A. Statement of the importance of cybersecurity
B. Requirement to use AES-256 encryption
C. Delegation of authority
D. Designation of responsible executive
Answer:
B. Security policies do not normally contain prescriptive technical guidance, such as a requirement to use a specific encryption algorithm. This type of detail would normally be found in a security standard.
Darren is updating the organization’s risk management process. What type of control is Darren creating?
A. Operational
B. Technical
C. Corrective
D. Managerial
Answer:
D. Managerial controls are procedural mechanisms that focus on the mechanics of the risk management process. Examples of managerial controls include periodic risk assessments, security planning exercises, and the incorporation of security into the organization’s change management, service acquisition, and project management practices.

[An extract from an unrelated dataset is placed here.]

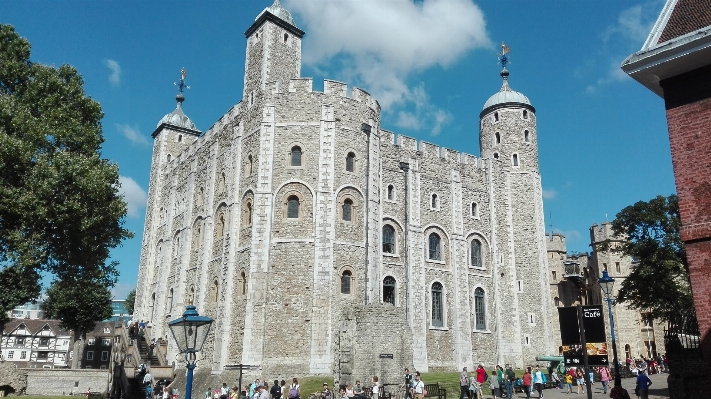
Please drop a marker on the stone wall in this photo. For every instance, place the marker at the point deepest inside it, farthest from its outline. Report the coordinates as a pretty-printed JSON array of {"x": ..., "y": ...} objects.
[{"x": 65, "y": 381}]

Which one of the following control models describes the five core activities associated with IT service management as service strategy, service design, service transition, service operation, and continual service improvement?
A. COBIT
B. TOGAF
C. ISO 27001
D. ITIL
Answer:
D. The Information Technology Infrastructure Library (ITIL) is a framework that offers a comprehensive approach to IT service management (ITSM) within the modern enterprise. ITIL covers five core activities: Service Strategy, Service Design, Service Transition, Service Operation, and Continual Service Improvement.
What compliance obligation applies to merchants and service providers who work with credit card information?
A. FERPA
B. SOX
C. HIPAA
D. PCI DSS
Answer:
D. The Payment Card Industry Data Security Standard (PCI DSS) provides detailed rules about the storage, processing, and transmission of credit and debit card information. PCI DSS is not a law but rather a contractual obligation that applies to credit card merchants and service providers.
Which one of the following policies would typically answer questions about when an organization should destroy records?
A. Data ownership policy
B. Account management policy
C. Password policy
D. Data retention policy
Answer:
D. The data retention policy outlines what information the organization will maintain and the length of time different categories of information will be retained prior to destruction.
While studying an organization’s risk management process under the NIST Cybersecurity Framework, Rob determines that the organization adapts its cybersecurity practices based on lessons learned and predictive indicators derived from previous and current cybersecurity activities. What tier should he assign based on this measure?
A. Tier 1
B. Tier 2
C. Tier 3
D. Tier 4
Answer:
D. The description provided matches the definition of a Tier 4 (Adaptive) organization’s risk management practices under the NIST Cybersecurity Framework.